Now, am I suggesting that CCP are a bunch of Marxists? Of course not. EVE Online may well be the gaming world’s greatest testament to the power of the free market – hence, the reason why I put it on my list of top conservative games. No, in this case I suspect it was just a bit nonsense that found itself in the game after being regurgitated from a college text book.
Still, we must be ever wary of such political nonsense wheedling its way into our games. Gaming is already ascendant as the next medium to win the hearts and minds of the people. As such, it is a ripe fruit waiting to be plucked by radical propagandists the world over. It is already happening, in fact. Over the last two years, I’ve seen two games promoting global warming, one pro-Hezbollah shooter, one about the evils of capitalism, and even a game about radical feminism (in this game, the player is a disgruntled woman who runs around shooting cat-calling men!). One of the above games was financed by George Soros’ Tides Foundation, while another by a global warming think tank. Fortunately, all of these titles were dreadful bombs, little noticed except by some European gaming sites that seem enamored with such dreadful fare (I’m looking at you, RPS).

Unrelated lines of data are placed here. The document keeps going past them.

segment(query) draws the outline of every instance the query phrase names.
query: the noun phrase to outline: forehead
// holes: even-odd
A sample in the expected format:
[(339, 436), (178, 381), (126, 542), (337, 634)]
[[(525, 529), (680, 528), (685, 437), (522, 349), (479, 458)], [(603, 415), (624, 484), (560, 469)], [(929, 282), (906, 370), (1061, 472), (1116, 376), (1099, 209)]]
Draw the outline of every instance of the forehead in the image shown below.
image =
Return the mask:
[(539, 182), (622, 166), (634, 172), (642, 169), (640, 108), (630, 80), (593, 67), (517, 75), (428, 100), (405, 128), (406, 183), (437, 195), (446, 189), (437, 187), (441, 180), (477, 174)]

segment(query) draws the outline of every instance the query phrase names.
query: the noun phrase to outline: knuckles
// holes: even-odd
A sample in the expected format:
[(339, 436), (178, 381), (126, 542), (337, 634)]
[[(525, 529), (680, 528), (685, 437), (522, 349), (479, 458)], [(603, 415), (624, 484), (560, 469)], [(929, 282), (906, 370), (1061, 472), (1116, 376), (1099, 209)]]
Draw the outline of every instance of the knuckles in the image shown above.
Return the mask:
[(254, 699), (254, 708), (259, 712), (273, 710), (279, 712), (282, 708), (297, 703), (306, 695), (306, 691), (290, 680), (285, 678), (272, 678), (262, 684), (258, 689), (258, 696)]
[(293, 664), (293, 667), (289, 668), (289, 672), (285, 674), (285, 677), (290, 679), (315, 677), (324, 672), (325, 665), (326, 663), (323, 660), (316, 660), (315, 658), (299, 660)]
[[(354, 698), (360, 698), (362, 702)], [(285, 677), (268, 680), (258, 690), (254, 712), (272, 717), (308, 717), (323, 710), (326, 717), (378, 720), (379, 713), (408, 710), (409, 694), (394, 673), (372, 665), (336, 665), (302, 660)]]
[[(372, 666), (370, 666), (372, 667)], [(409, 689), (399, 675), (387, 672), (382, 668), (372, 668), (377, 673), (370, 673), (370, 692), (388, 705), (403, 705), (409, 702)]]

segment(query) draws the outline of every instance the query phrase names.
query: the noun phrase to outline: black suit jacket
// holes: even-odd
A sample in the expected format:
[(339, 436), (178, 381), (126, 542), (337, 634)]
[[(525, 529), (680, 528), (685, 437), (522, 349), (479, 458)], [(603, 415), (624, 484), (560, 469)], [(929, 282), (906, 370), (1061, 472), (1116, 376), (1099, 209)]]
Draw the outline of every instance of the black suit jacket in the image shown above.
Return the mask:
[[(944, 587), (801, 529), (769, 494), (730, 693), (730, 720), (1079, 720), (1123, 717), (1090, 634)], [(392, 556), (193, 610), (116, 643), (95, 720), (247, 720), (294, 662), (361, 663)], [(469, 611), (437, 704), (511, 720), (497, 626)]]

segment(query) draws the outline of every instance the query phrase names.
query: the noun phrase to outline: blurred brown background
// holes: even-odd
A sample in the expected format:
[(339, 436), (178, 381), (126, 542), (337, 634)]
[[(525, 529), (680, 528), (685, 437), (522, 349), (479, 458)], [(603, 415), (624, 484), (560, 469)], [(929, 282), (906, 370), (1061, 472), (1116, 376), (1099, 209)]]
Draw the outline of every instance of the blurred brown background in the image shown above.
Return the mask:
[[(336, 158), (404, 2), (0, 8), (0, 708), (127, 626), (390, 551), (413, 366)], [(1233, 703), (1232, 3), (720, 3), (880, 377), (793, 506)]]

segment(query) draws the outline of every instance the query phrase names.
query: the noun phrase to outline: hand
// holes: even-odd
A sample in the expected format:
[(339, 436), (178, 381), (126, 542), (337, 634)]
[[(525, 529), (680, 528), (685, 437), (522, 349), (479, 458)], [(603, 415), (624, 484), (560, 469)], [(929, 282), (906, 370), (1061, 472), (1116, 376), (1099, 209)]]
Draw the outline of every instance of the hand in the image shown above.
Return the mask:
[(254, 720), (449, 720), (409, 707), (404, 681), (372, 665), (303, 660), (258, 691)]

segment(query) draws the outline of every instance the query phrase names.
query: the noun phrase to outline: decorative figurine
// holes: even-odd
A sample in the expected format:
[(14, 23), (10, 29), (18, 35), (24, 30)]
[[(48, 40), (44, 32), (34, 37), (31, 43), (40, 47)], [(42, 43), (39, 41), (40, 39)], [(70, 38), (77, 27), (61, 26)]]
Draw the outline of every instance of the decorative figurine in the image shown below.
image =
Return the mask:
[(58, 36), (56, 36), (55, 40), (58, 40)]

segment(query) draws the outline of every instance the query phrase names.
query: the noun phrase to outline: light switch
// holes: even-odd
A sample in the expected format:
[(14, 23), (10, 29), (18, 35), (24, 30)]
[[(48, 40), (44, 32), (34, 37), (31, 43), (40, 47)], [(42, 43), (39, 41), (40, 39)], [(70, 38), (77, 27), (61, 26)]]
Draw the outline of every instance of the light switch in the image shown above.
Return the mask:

So yes, it’s coming. It starts with an innocent throwaway line at first, but will later arrive as a full court press (e.g.: what has happened to Hollywood). Therefore it is incumbent on all gamers to say “No! We will not let our hobby become politicized and radicalized!” And the best way to do that is by throwing a little light on this growing issue via blogging, forum posts, and social media. In short, now is the time for all good gamers to come to the aid of their hobby.
Have you ever encountered some political bias in a game?